Região de Leiria pede novo financiamento para manter programa que protege aldeias dos incêndios
A Região de Leiria quer garantir que o trabalho feito nos últimos anos para proteger aldeias e reduzir o risco de incêndios não fica pelo caminho. Os dez municípios que integram a Comunidade Intermunicipal (CIM) da Região de Leiria estão a pedir ao Governo a criação de uma nova linha de financiamento para assegurar a continuidade dos chamados Condomínios de Aldeia.
O programa, financiado pelo Plano de Recuperação e Resiliência (PRR), termina a 31 de agosto e, sem novos apoios, os autarcas receiam que muitas das intervenções realizadas deixem de ter manutenção.

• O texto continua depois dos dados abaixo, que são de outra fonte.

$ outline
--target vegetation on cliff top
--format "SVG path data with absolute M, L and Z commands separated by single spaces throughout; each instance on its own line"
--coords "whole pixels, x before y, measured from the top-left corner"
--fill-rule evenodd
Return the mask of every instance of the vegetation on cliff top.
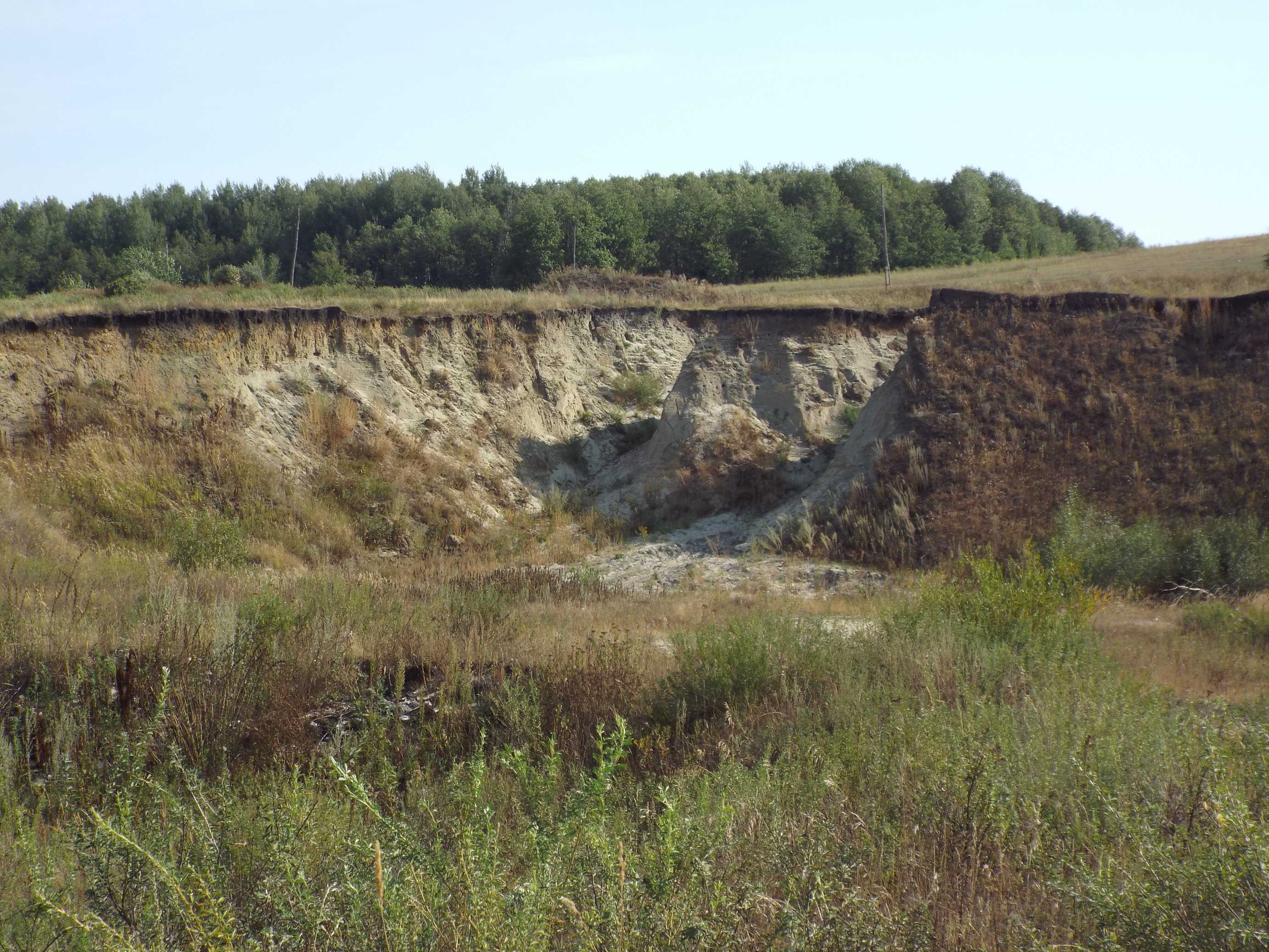
M 882 267 L 881 189 L 896 268 L 1138 245 L 1103 218 L 1037 201 L 1013 179 L 901 166 L 444 183 L 425 168 L 225 183 L 0 206 L 0 296 L 138 283 L 528 287 L 576 264 L 711 282 L 857 274 Z M 296 254 L 298 216 L 299 246 Z M 141 259 L 145 260 L 141 260 Z

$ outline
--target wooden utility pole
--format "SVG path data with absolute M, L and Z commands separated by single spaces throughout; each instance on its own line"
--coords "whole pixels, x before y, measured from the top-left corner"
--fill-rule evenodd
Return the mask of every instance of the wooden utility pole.
M 296 208 L 296 250 L 291 255 L 291 287 L 296 286 L 296 261 L 299 260 L 299 209 Z
M 886 287 L 890 287 L 890 237 L 886 235 L 886 183 L 881 183 L 881 248 L 886 255 Z

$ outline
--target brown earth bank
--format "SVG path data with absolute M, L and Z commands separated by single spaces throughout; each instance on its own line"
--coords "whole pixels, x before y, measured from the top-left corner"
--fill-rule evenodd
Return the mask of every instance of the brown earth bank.
M 1269 515 L 1266 307 L 63 315 L 0 326 L 0 430 L 10 479 L 96 542 L 211 510 L 320 562 L 549 505 L 712 556 L 930 565 L 1018 553 L 1072 486 L 1128 519 Z
M 1127 520 L 1269 515 L 1269 293 L 935 291 L 897 376 L 901 425 L 794 543 L 937 564 L 1016 555 L 1068 489 Z M 812 534 L 813 533 L 813 534 Z

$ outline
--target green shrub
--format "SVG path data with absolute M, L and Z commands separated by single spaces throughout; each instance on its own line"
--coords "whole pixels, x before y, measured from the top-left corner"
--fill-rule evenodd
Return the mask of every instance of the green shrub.
M 86 287 L 88 282 L 81 275 L 72 274 L 71 272 L 63 272 L 53 284 L 55 291 L 82 291 Z
M 183 571 L 235 569 L 246 564 L 242 527 L 237 519 L 204 512 L 181 517 L 170 532 L 171 561 Z
M 220 286 L 227 284 L 241 284 L 242 273 L 235 264 L 222 264 L 214 272 L 212 272 L 212 283 Z
M 1156 590 L 1175 575 L 1175 548 L 1154 520 L 1124 529 L 1118 520 L 1088 505 L 1072 489 L 1057 512 L 1046 547 L 1048 560 L 1067 560 L 1096 585 Z
M 661 404 L 661 383 L 651 373 L 626 371 L 613 381 L 612 392 L 622 406 L 651 410 Z
M 239 268 L 239 281 L 242 282 L 244 287 L 258 288 L 268 283 L 264 277 L 264 268 L 261 268 L 255 261 L 247 261 L 241 268 Z
M 1269 539 L 1255 517 L 1204 519 L 1179 547 L 1187 585 L 1244 593 L 1269 586 Z
M 127 274 L 121 274 L 118 278 L 105 283 L 105 296 L 123 297 L 124 294 L 140 294 L 152 283 L 154 281 L 148 274 L 128 272 Z
M 1176 534 L 1152 519 L 1123 528 L 1075 489 L 1057 512 L 1046 556 L 1074 562 L 1096 585 L 1227 593 L 1269 588 L 1269 537 L 1255 517 L 1204 519 Z

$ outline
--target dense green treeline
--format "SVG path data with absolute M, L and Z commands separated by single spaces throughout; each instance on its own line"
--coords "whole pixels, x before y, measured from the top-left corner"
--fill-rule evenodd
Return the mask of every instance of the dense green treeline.
M 1000 174 L 916 180 L 901 166 L 510 182 L 425 168 L 225 183 L 0 206 L 0 296 L 148 281 L 523 287 L 580 267 L 712 282 L 855 274 L 882 265 L 881 187 L 896 268 L 1074 254 L 1140 244 L 1098 216 L 1063 212 Z M 294 253 L 296 218 L 299 248 Z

Para evitar esse cenário, os municípios defendem a criação de um fundo de pelo menos 25 milhões de euros, gerido através do Fundo Ambiental, que permita financiar ações de manutenção e também apoiar novos projetos. A posição foi também assumida pela Comunidade Intermunicipal da Região de Leiria, que reúne dez municípios.

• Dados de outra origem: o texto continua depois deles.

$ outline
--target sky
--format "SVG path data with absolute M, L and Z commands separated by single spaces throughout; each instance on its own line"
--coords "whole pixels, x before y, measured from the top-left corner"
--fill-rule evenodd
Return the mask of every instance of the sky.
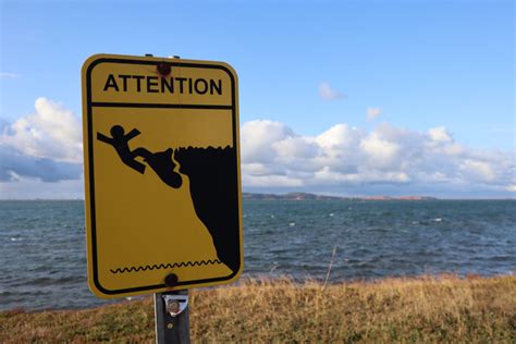
M 83 198 L 96 53 L 230 63 L 244 192 L 516 197 L 514 1 L 0 0 L 0 198 Z

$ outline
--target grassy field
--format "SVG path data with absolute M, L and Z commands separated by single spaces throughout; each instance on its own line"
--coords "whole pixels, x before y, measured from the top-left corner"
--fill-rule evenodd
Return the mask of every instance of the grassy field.
M 191 292 L 193 342 L 516 343 L 516 275 L 329 284 L 246 280 Z M 0 343 L 153 342 L 150 297 L 0 312 Z

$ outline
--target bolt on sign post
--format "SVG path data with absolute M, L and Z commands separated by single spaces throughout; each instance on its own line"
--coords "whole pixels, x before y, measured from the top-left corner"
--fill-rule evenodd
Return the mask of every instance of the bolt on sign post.
M 235 281 L 243 234 L 233 69 L 97 54 L 84 63 L 82 83 L 93 293 Z

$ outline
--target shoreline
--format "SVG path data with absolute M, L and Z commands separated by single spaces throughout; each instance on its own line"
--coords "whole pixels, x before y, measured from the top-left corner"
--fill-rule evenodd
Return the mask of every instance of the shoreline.
M 244 279 L 191 291 L 193 341 L 502 342 L 516 335 L 516 275 L 368 282 Z M 153 342 L 150 296 L 79 310 L 0 311 L 0 342 Z

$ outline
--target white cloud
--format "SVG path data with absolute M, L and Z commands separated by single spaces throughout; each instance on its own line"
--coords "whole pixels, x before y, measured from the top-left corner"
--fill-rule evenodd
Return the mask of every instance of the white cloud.
M 433 142 L 438 143 L 450 143 L 452 140 L 452 135 L 449 134 L 444 126 L 428 130 L 428 135 Z
M 81 193 L 81 123 L 70 110 L 39 98 L 35 113 L 2 126 L 2 197 L 28 195 L 30 188 L 33 197 L 49 197 L 52 185 L 61 187 L 59 197 Z M 514 152 L 471 149 L 442 126 L 416 132 L 382 123 L 366 131 L 339 123 L 306 136 L 283 123 L 258 120 L 242 125 L 241 153 L 245 188 L 366 193 L 384 185 L 404 194 L 516 193 Z
M 82 162 L 81 123 L 72 111 L 46 98 L 35 102 L 35 113 L 19 119 L 0 133 L 0 147 L 33 158 Z
M 244 187 L 516 188 L 511 155 L 459 145 L 445 127 L 420 133 L 383 123 L 366 132 L 341 123 L 303 136 L 279 122 L 253 121 L 242 136 Z
M 374 121 L 382 112 L 379 108 L 367 108 L 366 119 L 368 122 Z
M 331 88 L 329 83 L 322 82 L 319 84 L 319 97 L 324 100 L 335 100 L 345 98 L 346 96 Z

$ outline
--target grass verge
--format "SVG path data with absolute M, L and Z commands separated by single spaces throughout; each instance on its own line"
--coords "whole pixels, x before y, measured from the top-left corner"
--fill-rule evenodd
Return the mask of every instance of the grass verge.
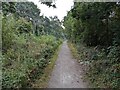
M 62 44 L 61 44 L 62 45 Z M 54 55 L 50 59 L 49 65 L 44 69 L 43 74 L 36 80 L 32 87 L 34 88 L 47 88 L 48 82 L 51 76 L 51 72 L 53 70 L 55 61 L 57 60 L 58 53 L 60 51 L 61 45 L 59 45 L 58 49 L 56 49 Z

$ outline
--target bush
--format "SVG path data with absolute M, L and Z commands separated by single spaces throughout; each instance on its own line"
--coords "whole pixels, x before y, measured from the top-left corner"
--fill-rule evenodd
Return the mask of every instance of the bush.
M 43 74 L 49 59 L 61 44 L 54 36 L 26 33 L 31 28 L 31 23 L 21 18 L 18 21 L 14 16 L 3 19 L 3 88 L 30 87 Z

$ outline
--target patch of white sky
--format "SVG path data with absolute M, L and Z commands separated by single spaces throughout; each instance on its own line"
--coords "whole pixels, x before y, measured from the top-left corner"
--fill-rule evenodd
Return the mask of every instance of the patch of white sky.
M 40 15 L 44 15 L 47 17 L 54 17 L 57 16 L 58 19 L 61 21 L 63 20 L 64 16 L 67 15 L 67 12 L 70 11 L 72 6 L 74 5 L 73 0 L 56 0 L 55 5 L 57 8 L 48 7 L 44 4 L 41 4 L 39 0 L 28 0 L 34 2 L 41 10 Z

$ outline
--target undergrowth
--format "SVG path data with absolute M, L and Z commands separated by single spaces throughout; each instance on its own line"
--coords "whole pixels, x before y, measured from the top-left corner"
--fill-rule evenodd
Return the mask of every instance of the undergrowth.
M 119 46 L 110 46 L 105 50 L 83 44 L 69 45 L 79 63 L 87 66 L 85 72 L 90 87 L 120 88 Z

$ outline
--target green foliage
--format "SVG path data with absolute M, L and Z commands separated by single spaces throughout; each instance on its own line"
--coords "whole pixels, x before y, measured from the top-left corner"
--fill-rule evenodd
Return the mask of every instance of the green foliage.
M 58 19 L 50 21 L 39 16 L 40 10 L 31 2 L 13 2 L 16 12 L 10 11 L 12 8 L 9 4 L 3 4 L 2 87 L 31 87 L 62 43 L 62 39 L 55 36 L 61 24 Z M 47 31 L 50 33 L 47 34 Z
M 120 4 L 75 2 L 64 18 L 67 38 L 94 87 L 120 88 Z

A posição é partilhada pelos municípios de Alvaiázere, Ansião, Batalha, Castanheira de Pera, Figueiró dos Vinhos, Leiria, Marinha Grande, Pedrógão Grande, Pombal e Porto de Mós, que consideram que a continuidade do programa é fundamental para consolidar os investimentos já realizados e reforçar a proteção das comunidades rurais.
Tal como avançou o Diário de Leiria, o presidente da CIM da Região de Leiria, Jorge Vala, alertou que o programa tem ajudado a tornar o território mais resiliente, mas considera essencial garantir verbas para manter o trabalho já realizado. Caso contrário, avisa, corre-se o risco de perder um projeto que tem contribuído para aumentar a segurança das populações e proteger as aldeias mais expostas ao perigo de incêndio.
Ao longo dos últimos anos, os Condomínios de Aldeia permitiram financiar intervenções como a limpeza de matos, gestão de combustíveis, criação de zonas de proteção junto às povoações, recuperação de terrenos abandonados, remoção de espécies invasoras e promoção de espécies autóctones. O objetivo passa por reduzir a exposição das aldeias ao risco de incêndio e criar territórios mais resilientes e preparados para enfrentar os efeitos dos fogos rurais.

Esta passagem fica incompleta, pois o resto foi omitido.